Radical Democratic Union (Radikal Demokratik Birlik) was a Turkish political movement active in the 1980s. The movement was also known by names Radical Party, Radical Greens Party, Radical Democrat Green Party to the public.

Radical Democratic Union was founded in 1985. The chairman of its coordination committee was İbrahim Eren who was active in the Workers Party of Turkey prior to 1980 Turkish coup d'état and later at the Aegean Environmental Health Centre. The movement was inspired by the Radical Party and the German Green Party, aiming at uniting five tendencies, namely environmentalists, homosexuals, feminists, anti-militarists and atheists. The magazine Yeşil Barış (Green Peace) published by the movement also drew considerable attention from sex workers and transsexuals.

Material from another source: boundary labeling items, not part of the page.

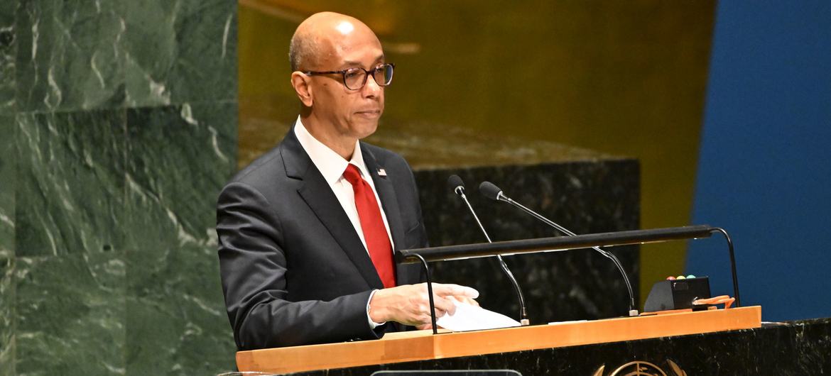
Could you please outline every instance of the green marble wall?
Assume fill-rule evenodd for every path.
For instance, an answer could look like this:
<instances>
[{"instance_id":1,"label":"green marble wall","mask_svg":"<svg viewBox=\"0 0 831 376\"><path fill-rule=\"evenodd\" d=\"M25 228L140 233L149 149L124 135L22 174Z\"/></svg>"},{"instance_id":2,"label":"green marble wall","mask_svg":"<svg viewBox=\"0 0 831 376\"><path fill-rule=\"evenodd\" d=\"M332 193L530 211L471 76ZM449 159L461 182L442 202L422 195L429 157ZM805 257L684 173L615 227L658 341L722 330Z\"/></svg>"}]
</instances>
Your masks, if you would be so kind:
<instances>
[{"instance_id":1,"label":"green marble wall","mask_svg":"<svg viewBox=\"0 0 831 376\"><path fill-rule=\"evenodd\" d=\"M0 7L0 375L234 369L236 3Z\"/></svg>"}]
</instances>

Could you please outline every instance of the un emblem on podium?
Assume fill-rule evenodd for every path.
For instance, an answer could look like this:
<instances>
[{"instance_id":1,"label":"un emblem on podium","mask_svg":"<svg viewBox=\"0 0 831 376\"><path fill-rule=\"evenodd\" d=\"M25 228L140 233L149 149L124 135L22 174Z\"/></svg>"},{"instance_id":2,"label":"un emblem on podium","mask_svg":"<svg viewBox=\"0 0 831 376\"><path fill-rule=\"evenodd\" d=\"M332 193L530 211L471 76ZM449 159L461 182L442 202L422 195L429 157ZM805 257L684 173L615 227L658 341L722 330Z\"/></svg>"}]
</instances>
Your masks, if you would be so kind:
<instances>
[{"instance_id":1,"label":"un emblem on podium","mask_svg":"<svg viewBox=\"0 0 831 376\"><path fill-rule=\"evenodd\" d=\"M686 376L686 373L675 362L666 359L666 364L672 370L671 374L667 374L661 367L652 363L636 360L617 367L606 376ZM594 371L593 376L604 376L606 364L603 364L597 371Z\"/></svg>"}]
</instances>

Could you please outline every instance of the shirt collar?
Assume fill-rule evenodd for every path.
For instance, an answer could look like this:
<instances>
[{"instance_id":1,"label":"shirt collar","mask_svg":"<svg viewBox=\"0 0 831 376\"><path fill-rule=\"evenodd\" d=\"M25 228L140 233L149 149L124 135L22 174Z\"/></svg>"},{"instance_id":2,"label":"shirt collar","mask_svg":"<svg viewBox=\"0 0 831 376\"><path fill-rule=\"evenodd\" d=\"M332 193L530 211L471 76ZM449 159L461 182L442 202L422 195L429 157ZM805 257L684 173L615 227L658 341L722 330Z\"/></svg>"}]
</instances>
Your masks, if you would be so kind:
<instances>
[{"instance_id":1,"label":"shirt collar","mask_svg":"<svg viewBox=\"0 0 831 376\"><path fill-rule=\"evenodd\" d=\"M343 176L343 172L346 171L347 165L349 164L357 166L364 179L369 177L366 164L364 164L363 155L361 153L361 144L358 141L355 141L355 151L352 152L352 159L347 161L315 139L303 125L303 123L300 121L300 116L297 116L297 121L294 125L294 134L297 137L297 141L300 141L300 146L302 146L306 153L309 154L312 162L329 185L334 185L337 183Z\"/></svg>"}]
</instances>

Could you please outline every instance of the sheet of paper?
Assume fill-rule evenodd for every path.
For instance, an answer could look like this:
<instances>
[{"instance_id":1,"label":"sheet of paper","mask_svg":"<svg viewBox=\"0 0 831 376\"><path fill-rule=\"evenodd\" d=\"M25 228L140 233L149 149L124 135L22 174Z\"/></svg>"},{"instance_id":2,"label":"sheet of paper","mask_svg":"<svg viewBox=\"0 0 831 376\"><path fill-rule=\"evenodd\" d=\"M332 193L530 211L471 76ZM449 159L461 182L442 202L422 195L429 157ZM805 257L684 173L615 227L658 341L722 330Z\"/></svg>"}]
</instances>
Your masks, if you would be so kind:
<instances>
[{"instance_id":1,"label":"sheet of paper","mask_svg":"<svg viewBox=\"0 0 831 376\"><path fill-rule=\"evenodd\" d=\"M467 303L455 302L456 311L436 320L436 325L459 332L519 326L519 322L504 315Z\"/></svg>"}]
</instances>

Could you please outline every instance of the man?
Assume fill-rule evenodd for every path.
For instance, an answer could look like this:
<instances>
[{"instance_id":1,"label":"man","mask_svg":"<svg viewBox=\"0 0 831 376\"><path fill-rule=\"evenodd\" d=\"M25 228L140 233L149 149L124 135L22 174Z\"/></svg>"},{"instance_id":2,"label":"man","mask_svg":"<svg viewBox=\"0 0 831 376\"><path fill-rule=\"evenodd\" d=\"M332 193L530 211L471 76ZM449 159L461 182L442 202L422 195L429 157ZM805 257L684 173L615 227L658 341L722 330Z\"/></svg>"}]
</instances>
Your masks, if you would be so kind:
<instances>
[{"instance_id":1,"label":"man","mask_svg":"<svg viewBox=\"0 0 831 376\"><path fill-rule=\"evenodd\" d=\"M217 233L225 302L240 349L377 339L430 323L417 266L393 250L426 246L412 172L358 140L375 132L391 82L381 42L360 21L315 14L289 56L301 102L277 148L223 189ZM434 284L437 315L469 287Z\"/></svg>"}]
</instances>

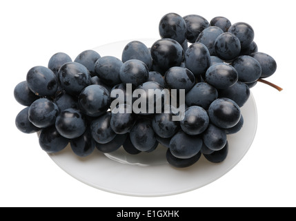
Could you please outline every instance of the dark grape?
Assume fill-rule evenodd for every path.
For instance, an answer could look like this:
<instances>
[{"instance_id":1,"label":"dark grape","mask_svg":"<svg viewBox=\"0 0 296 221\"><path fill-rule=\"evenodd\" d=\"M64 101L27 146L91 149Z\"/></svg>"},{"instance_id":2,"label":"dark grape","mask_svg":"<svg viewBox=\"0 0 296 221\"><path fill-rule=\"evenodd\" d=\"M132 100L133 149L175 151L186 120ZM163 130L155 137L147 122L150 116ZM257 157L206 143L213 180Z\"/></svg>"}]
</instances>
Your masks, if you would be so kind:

The media publicised the Radical Democratic Union as a "gay party" and the pressure on the movement subsequently increased. İbrahim Eren was arrested and stabbed in prison and at work. Poet Süha Tuğtepe who acted as the theoretician of the atheist tendency left Istanbul due to serious threats from Islamist circles. The events resulted in important splits from the movement. Many environmentalist members joined the Green Party founded in 1988 under Celal Ertuğ, a former government minister. İbrahim Eren faced conflicts of view regarding the 1989 local elections and left the movement, practically ending the Radical Democratic Union.